Jezioro Limajno jest zasobne w wiele gatunków ryb spokojnego żeru z przewagą linów, leszczy, płoci i wzdręg. Na swojej wyprawie w większości skupiłem się na tych pierwszych, które to swoją walecznością, płochliwością i gracją zasługują na niesamowity szacunek. Już w dniu przyjazdu wieczorem do wody trafiły pierwsze kule zanęty LIN-KARAŚ. Pierwsze co spotkało mnie po otworzeniu paczki to niesamowity aromat, który sprawiał, że sam zrobiłem się głodny ;)
Składniki zawarte w zanęcie były przeróżne. Czuć było przebijające się przez siebie różnorakie zapachy, które w połączeniu z dość dużymi kawałkami ziaren sprawiały wrażenie idealnej mieszanki dla dużego lina. Na lina nastawiałem się w zasadzie tylko późnymi godzinami, nęcąc około godziny 18 i łowiąc od 19 do 23. Właśnie o tej porze już pierwszego dnia zaciąłem pierwszego potężnego „prosiaka”, który niestety szybko dał mi do zrozumienia o mocy mojego zestawu zostawiając go w grążelach.
- No nic. Jutro zasadzę się z mocniejszym zestawem – pomyślałem. Tak też czyniąc przez cały tydzień, w którym to pogoda była wręcz wymarzona (lekkie przebijające się słońce, bezwietrznie) do połowu tych „złotych bestii”, regularnie zasiadałem ze spławikówką na pomoście nęcąc i rzucając swój zestaw nieopodal grążeli. Na efekty nie trzeba było długo czekać. Pierwsze trafiły się maluchy do 30 cm, ale w kolejnych dniach w podbieraku meldowały się ponad czterdziesto-centymetrowe przyzwoite liny. Zanęta pięknie pracowała pod wodą wabiąc kolejne ryby. Z dnia na dzień wyciągałem ich coraz więcej i coraz częściej. Liny pięknie kręciły się całe dnie w zanęconej okolicy często zdradzając swoją obecność wyskokami nad wodę lub puszczaniem bąbelek. Przynęta miała drugorzędne znaczenie, jednak ja zwykle zakładałem kilka ziaren kukurydzy, lub białych robaków, kładąc przypon ze smakołykiem na dnie.

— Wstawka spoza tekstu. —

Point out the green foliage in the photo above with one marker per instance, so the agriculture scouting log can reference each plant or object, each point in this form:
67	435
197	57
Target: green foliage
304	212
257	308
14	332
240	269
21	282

Wypad ten był więc niezwykle udany. Zanęta LIN-KARAŚ zrobiła na mnie niesamowite wrażenie. Swoim zapachem, konsystencją, składem i co najważniejsze skutecznością w wabieniu ryb zasługuje na uwagę podczas letnich jeziorowych połowów. Teraz dużo częściej będę sięgał po mieszanki Dragona wybierając się ze spławikówką, bądź feederem. Polecam!